A main event under the hot lights of a summer ring in Los Angeles, with Terence Crawford in the opposing corner, is quite another.

For new WBA junior middleweight champion Israil Madrimov (10-0-1, 7 KOs), the opportunity to parlay that title glory into a victory over an unbeaten three-division champion is appetizing.

In the eyes of ProBox TV analysts Teddy Atlas and Paulie Malignaggi, pulling off that upset will require a display of slippage from Crawford, who will turn 37 a month after the Aug. 3 fight at BMO Stadium in Los Angeles.

“At this time, you can always age overnight,” former welterweight titleholder Malignaggi said on Tuesday’s episode of “Deep Waters.” “Guys [just] show up older. You consider that in the Madrimov fight.”

Crawford (40-0, 31 KOs) will have been out of the ring for a full calendar year when he steps into the ring at BMO Stadium to headline the debut U.S. card of Saudi Arabia’s Turki Alalshikh, chairman of the nation’s General Entertainment Authority.

However, that most recent bout was a doozy – an utter domination of then-unbeaten three-belt welterweight champion Errol Spence Jr., which Crawford closed with a ninth-round stoppage to cement his second term as an undisputed champion (after also doing so at 140 pounds).

“It’s like going into a sausage grinder. [Crawford’s] going to grind you up with counterpunches,” Atlas predicted, predicting that age and slowed skills “are the only things I see beating Crawford.

“It’s not [linked to] moving up in weight. And he doesn’t have a lot of miles on the odometer. I judge a guy by the amount of punches he’s taken, by how many tough fights he’s been in. He’s still fresh. I don’t think that’s going to be a problem.”

Madrimov, who counts unbeaten light heavyweight champion Dmitry Bivol and former unified junior featherweight titleholder Murodjon Akhmadaliev as gym mates in the Coachella Valley desert locale of Indio, California, has seen an inspired rise to becoming a world titleholder after a distinguished amateur career and a gritty youth.

“Madrimov is rough around the edges and can give you a rough time,” Malignaggi said. “He’s a new champion and he’s going to be hungry and wanting to create a bigger name for himself and his legacy. Crawford [would] be a huge feather to have in his hat.

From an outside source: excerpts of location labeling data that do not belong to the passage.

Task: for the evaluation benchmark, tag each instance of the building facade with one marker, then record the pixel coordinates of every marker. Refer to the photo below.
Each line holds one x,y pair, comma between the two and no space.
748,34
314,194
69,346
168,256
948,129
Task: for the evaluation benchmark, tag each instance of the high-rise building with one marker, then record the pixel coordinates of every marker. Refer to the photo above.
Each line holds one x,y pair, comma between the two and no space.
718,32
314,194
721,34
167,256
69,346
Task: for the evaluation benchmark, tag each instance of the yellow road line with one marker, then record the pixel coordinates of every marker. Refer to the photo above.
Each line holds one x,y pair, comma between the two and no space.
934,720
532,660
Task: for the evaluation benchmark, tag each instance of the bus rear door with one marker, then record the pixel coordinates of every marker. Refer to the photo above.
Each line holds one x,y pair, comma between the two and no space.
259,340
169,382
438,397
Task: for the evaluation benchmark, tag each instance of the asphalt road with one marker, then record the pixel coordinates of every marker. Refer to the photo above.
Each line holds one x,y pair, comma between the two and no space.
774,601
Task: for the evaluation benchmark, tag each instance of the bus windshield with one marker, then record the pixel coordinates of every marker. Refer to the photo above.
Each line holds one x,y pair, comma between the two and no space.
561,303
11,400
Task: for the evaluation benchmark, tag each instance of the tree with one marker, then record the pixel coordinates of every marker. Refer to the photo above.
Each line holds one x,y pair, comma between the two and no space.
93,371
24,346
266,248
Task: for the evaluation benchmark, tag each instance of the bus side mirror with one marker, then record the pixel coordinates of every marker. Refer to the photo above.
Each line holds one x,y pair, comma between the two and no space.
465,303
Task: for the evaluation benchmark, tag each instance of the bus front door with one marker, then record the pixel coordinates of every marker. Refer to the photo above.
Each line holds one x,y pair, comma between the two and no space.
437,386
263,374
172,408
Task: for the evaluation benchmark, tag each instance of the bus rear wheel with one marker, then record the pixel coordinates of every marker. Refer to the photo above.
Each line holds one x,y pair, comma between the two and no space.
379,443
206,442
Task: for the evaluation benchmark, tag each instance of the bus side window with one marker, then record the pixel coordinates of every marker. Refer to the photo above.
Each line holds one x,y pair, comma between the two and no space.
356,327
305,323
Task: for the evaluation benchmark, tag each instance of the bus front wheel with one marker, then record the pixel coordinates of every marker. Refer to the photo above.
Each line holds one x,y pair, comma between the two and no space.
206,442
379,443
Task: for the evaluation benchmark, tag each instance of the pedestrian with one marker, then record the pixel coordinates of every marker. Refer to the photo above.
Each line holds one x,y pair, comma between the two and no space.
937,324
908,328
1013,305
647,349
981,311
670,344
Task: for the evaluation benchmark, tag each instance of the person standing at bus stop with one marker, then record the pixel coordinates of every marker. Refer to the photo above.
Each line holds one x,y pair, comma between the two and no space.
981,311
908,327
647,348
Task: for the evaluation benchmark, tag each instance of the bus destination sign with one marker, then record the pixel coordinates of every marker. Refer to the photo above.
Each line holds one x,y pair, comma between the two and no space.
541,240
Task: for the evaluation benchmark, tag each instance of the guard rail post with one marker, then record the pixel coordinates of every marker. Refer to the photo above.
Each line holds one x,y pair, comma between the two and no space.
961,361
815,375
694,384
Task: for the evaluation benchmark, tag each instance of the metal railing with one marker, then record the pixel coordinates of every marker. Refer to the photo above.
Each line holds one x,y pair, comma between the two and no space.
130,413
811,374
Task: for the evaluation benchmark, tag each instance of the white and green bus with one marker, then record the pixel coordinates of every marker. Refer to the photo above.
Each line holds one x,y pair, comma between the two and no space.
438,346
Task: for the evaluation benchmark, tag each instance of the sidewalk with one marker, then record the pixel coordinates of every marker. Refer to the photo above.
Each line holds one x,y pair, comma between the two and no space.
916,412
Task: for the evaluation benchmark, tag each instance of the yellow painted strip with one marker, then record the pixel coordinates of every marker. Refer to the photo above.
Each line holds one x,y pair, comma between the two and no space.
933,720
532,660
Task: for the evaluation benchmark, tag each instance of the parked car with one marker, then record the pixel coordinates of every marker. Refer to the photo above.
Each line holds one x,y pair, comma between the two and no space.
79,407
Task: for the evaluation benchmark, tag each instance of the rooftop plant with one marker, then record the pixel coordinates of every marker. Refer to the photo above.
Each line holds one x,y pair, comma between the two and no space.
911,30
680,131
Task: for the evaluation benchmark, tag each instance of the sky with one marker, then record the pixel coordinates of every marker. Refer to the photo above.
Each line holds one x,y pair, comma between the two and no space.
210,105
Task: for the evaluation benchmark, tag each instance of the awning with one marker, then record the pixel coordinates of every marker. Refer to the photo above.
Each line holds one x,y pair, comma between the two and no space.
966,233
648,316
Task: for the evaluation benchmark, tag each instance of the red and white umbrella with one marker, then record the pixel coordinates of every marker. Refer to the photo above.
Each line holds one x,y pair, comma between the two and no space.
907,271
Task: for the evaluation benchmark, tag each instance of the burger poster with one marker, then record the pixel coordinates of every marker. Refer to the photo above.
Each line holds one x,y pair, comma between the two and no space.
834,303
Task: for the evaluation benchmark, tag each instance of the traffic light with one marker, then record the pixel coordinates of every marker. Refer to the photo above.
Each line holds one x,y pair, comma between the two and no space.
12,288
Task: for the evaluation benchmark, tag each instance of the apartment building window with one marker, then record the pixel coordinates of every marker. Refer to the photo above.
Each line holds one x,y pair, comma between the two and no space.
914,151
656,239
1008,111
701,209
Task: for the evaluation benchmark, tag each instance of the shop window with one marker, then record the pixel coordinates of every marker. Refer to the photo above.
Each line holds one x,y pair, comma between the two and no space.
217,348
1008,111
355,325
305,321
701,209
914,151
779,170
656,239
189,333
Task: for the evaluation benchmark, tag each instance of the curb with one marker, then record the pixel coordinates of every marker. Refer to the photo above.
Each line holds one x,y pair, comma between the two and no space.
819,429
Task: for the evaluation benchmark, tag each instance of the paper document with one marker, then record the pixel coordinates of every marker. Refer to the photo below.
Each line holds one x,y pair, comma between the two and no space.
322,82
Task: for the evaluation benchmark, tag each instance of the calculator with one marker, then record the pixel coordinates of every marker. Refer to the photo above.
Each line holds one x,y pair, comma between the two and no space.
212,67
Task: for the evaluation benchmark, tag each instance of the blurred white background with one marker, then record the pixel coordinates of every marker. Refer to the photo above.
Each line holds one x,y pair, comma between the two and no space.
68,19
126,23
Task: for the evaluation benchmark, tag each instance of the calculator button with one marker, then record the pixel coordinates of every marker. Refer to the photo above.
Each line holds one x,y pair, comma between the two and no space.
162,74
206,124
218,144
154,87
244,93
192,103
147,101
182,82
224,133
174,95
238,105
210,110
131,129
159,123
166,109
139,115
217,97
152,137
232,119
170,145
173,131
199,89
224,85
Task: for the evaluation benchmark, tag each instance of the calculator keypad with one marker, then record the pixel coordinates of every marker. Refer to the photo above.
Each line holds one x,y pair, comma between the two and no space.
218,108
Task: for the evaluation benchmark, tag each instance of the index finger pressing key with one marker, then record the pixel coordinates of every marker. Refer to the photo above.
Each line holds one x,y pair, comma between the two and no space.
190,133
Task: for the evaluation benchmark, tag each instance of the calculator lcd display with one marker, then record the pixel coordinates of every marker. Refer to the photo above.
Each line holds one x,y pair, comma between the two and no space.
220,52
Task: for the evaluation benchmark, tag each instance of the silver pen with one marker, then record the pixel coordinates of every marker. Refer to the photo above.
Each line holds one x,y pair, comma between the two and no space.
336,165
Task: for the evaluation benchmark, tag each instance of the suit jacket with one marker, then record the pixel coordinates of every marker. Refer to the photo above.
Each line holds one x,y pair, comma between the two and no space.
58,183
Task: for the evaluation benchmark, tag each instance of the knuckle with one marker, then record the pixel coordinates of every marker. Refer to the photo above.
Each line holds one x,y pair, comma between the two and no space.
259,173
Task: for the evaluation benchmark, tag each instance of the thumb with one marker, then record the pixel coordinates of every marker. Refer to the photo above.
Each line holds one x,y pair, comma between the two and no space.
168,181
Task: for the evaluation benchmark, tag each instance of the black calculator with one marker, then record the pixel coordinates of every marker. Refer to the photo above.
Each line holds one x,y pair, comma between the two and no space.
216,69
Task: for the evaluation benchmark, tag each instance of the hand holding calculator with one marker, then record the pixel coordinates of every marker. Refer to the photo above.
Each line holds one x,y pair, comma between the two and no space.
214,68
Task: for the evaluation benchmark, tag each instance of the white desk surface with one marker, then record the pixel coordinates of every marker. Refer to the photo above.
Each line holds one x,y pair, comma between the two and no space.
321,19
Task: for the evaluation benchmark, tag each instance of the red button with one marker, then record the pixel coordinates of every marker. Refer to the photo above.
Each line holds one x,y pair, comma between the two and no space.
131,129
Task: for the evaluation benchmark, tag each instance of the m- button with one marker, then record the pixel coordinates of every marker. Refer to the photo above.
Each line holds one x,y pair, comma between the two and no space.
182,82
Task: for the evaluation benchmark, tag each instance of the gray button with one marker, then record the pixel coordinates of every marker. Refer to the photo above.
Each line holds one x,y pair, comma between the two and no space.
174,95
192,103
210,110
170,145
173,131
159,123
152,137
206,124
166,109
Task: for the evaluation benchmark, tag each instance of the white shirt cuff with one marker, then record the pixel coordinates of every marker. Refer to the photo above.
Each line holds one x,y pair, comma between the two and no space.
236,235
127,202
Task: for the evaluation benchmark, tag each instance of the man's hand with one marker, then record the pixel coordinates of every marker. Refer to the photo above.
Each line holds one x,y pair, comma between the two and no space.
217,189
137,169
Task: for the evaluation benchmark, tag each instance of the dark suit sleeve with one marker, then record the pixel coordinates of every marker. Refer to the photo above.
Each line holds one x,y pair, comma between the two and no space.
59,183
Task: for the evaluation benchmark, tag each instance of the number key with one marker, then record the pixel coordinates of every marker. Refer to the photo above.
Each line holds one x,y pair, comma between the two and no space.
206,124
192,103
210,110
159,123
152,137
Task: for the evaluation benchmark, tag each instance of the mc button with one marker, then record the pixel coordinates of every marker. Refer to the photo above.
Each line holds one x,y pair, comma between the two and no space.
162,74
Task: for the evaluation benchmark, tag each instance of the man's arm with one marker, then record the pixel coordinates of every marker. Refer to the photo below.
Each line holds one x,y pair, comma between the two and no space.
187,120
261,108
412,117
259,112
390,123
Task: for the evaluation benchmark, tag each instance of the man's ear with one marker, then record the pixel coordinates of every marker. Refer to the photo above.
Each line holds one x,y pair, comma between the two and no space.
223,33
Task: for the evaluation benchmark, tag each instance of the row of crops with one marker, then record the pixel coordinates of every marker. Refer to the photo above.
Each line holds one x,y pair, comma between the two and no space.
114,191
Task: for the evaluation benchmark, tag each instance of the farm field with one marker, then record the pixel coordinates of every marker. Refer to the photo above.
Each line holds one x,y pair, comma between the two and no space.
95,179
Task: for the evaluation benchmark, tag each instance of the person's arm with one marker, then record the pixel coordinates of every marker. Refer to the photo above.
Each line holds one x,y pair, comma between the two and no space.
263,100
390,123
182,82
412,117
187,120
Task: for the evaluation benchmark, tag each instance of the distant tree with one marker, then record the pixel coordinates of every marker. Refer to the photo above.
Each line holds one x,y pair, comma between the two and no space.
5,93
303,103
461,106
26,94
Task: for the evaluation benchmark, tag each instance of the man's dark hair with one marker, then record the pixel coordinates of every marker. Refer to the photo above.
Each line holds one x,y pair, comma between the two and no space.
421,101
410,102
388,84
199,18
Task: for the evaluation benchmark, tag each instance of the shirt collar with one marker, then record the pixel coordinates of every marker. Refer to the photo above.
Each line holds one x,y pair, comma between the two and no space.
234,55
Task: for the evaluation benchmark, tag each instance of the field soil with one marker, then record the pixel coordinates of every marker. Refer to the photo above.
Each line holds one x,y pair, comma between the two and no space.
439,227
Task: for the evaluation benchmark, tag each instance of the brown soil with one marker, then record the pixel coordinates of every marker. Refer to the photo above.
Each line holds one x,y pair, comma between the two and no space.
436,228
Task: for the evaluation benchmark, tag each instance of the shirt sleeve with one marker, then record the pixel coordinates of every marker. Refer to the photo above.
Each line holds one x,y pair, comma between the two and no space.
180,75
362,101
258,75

“But if Madrimov is going to have a chance, he has to hope Crawford has lost a few steps.”

Atlas responded that “the problem for Madrimov is going to be speed and all the elements Crawford brings. He’s got good eyes, good timing; he’s so calm that he slows the fight down like Michael Jordan would slow the game down.

“I’ve watched Madrimov and, yeah, he’s a real experienced amateur and, yeah, he’s physically strong and, yeah, he’s technically solid.

“But he’s also predictable. He comes at you straight on, uses his physicality, goes to the body. His feet and his hands are too slow. Both of those will conspire against him.”

Crawford and Madrimov appeared together in New York on Wednesday for the introductory news conference to launch their bout.